In this case, my guess is this isn't “too much” for you, re­ally, be­cause you'll deal with it; what choice do you have? It's just a par­tic­u­larly tough de­vel­op­ment be­cause it's a shot to the heart of what mat­ters to you.

I also think it's an ex­cel­lent op­por­tu­nity to look at it as the lat­est point in a se­quence of ten­sions.

From where I sit, I don't just see a bro­ken­hearted fam­ily ma­tri­arch; I also see judgy lan­guage in your let­ter, both overt and sub­tle. There's “only child and is self­ish at times” – have you ever said that one to an only's face?

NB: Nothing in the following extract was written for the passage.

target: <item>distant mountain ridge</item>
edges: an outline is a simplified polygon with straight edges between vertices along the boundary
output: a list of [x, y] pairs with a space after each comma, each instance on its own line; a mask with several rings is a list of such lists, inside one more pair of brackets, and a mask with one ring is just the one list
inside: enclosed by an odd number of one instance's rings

They're all sus­pect in your eyes?

And there's your ref­er­ence to “many non­med­i­cal di­etary de­mands,” which could de­scribe ... let's see, kosher; veg­e­tar­ian/ve­g­an­ism; think­ing X is so gross that it gives you dry heaves when you try to swal­low it; and hav­ing the ge­netic quirk that makes cilantro taste like soap. Among oth­ers, right? Things we tend to be gra­cious about with peo­ple we like, and eye­rolly with peo­ple we don't like?

And, you've used “ex­cuse” to de­scribe their rea­son­ing, “ex­pla­na­tion” zero times, and “rea­son” once in blow­ing past a “dev­as­tat­ing” ex­pe­ri­ence with in­fer­til­ity. Wow.

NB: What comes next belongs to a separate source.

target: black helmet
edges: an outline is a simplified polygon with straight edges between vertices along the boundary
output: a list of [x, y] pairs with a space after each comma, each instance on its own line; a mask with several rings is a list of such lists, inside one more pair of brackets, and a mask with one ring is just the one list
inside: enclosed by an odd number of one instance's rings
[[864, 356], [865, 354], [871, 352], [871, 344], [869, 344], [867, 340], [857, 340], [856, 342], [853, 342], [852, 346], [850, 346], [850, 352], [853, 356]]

You don't like her. I get it. Maybe she has earned ev­ery bit of your loathing. But if your opin­ion of her works its way into ev­ery line here, how much of it do you think you're keep­ing from her?

So that's where you get to work: Patch this up. Go back to all of the neg­a­tive judg­ments you've made of your daugh­ter-in-law where there was room for doubt, and think of ways to give her the ben­e­fit of the doubt. Think of it as a forced re­cal­i­bra­tion to­ward sym­pa­thy.

Then, adopt that new view. Be sym­pa­thetic to an only child who maybe needed time to adapt to big-fam­ily noise, or still needs breaks from it. Be sym­pa­thetic to some­one who is sen­si­tive to some foods and isn't sure how to say that with­out be­ing a jerk.

Be sym­pa­thetic to a woman who right now is dy­ing in­side around small chil­dren, and just wants some room to re­cover with­out hav­ing her re­quest re­ceived like it's the end of some­one else's world.

Maybe some of this sym­pa­thy won't feel war­ranted. But you're not go­ing to get your big happy “cir­cus” back by de­mand­ing it in anger. If you're go­ing to get it back, it will be through com­pas­sion, pa­tience, flex­i­bil­ity and love. Dig as deeply for th­ese as you must.